WordPress Users Warned of Malicious Plug-Ins
WordPress lately cautioned each of its accountholders who used the company's software to remain watchful of three malevolent plug-ins that were associated with the content management application it provided, being possibly offered for taking down online from WordPress.org during a 24-hour or more period, thus published InformationWeek in news on June 22, 2011.
Essentially, WordPress is asking the clients to reset their passwords because it has discovered cunningly disguised backdoors within 3 widely-used plug-ins.

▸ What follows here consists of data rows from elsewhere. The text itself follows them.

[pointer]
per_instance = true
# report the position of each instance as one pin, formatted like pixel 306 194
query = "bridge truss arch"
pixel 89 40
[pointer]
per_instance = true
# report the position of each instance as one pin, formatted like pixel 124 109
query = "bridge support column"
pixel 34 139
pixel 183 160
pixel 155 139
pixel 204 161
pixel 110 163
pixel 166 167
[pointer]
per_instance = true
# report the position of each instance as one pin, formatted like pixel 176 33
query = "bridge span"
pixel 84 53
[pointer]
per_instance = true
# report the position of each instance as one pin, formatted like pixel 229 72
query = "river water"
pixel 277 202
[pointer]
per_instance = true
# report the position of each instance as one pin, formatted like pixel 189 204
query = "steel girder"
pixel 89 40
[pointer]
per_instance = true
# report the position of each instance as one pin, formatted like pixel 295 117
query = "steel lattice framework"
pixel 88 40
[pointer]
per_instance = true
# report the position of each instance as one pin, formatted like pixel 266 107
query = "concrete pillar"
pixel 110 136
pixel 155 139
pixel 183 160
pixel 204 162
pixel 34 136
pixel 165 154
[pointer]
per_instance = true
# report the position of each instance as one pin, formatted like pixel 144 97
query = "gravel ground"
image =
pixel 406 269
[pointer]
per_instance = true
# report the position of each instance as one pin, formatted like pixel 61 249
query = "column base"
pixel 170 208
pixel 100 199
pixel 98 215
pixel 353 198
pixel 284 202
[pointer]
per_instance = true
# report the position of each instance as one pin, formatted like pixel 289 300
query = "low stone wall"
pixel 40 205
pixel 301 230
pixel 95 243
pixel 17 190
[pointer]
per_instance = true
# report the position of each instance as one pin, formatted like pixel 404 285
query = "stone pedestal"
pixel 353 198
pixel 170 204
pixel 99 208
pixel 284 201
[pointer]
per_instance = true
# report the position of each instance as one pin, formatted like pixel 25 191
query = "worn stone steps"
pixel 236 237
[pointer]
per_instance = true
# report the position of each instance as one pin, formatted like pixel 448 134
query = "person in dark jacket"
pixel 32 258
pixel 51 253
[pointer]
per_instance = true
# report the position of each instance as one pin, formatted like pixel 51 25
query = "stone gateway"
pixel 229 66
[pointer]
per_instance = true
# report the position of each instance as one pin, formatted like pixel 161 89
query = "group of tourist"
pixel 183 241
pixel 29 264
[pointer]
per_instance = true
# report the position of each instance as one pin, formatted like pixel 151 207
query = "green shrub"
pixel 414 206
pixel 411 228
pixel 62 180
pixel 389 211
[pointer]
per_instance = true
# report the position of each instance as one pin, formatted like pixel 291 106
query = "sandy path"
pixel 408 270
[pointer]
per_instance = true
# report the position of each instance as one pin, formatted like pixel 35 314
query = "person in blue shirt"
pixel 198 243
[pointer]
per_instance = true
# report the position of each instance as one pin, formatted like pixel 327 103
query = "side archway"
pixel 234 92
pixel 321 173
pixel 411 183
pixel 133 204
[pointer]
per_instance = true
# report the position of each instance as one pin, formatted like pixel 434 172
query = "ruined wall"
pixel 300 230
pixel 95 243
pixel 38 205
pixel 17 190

Unauthorized people instead of legitimate authors reportedly, uploaded them, said founding developer Matt Mullenweg of WordPress. The Register published this in news on June 22, 2011.
Mullenweg further said that his company was still investigating the problem; however to take precaution it decided to forcibly make users change their passwords on WordPress.org. He added that for accessing the trac, forums, alternatively for linking up with a theme or plug-in, users must create a fresh password. GMA NEWS published this in news on June 23, 2011.

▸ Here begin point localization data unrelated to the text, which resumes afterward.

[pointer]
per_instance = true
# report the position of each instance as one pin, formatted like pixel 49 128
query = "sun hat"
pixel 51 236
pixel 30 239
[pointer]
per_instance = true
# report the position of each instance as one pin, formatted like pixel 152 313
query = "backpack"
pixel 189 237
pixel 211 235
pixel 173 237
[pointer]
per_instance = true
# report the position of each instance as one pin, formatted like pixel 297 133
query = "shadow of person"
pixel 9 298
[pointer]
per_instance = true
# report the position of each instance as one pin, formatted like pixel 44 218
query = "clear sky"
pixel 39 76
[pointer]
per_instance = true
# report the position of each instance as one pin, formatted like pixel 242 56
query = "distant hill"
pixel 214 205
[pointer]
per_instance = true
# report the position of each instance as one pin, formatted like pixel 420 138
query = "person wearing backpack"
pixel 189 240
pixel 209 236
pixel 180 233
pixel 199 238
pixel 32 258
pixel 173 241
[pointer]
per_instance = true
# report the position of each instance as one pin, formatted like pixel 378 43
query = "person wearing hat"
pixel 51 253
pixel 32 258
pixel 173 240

Says WordPress, the affected plug-ins are W3 Total Cache, WPtouch, and AddThis. For clients who've made any of them up-to-date during the past 48-hours it's advisable that they uninstall the same followed with upgrading to the latest edition that's being hosted on WordPress.org.
Significantly, plug-ins whether malevolent or not, keep on being responsible for a growing number of security flaws within software programs running on computers or within Web-applications like WordPress. With respect to WordPress, plug-ins, currently, are responsible for 80% of the entire security flaws within the application, states HP DVLabs. InformationWeek published this in news on June 22, 2011.

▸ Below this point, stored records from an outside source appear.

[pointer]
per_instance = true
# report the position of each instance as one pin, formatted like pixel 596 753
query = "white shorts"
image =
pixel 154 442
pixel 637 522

Moreover it is being further warned that like always, end-users mustn't utilize a common password for many accounts or websites for, though it may make things more convenient that way, it's not at all a secure method for safeguarding one's online identity.
Specifically, Mullenweg explained that when using 2 separate services, one must ensure for never utilizing an identical password; and it was advisable that while resetting a password, care should be taken that it wasn't an old one of the user. The Inquirer published this in news on June 22, 2011.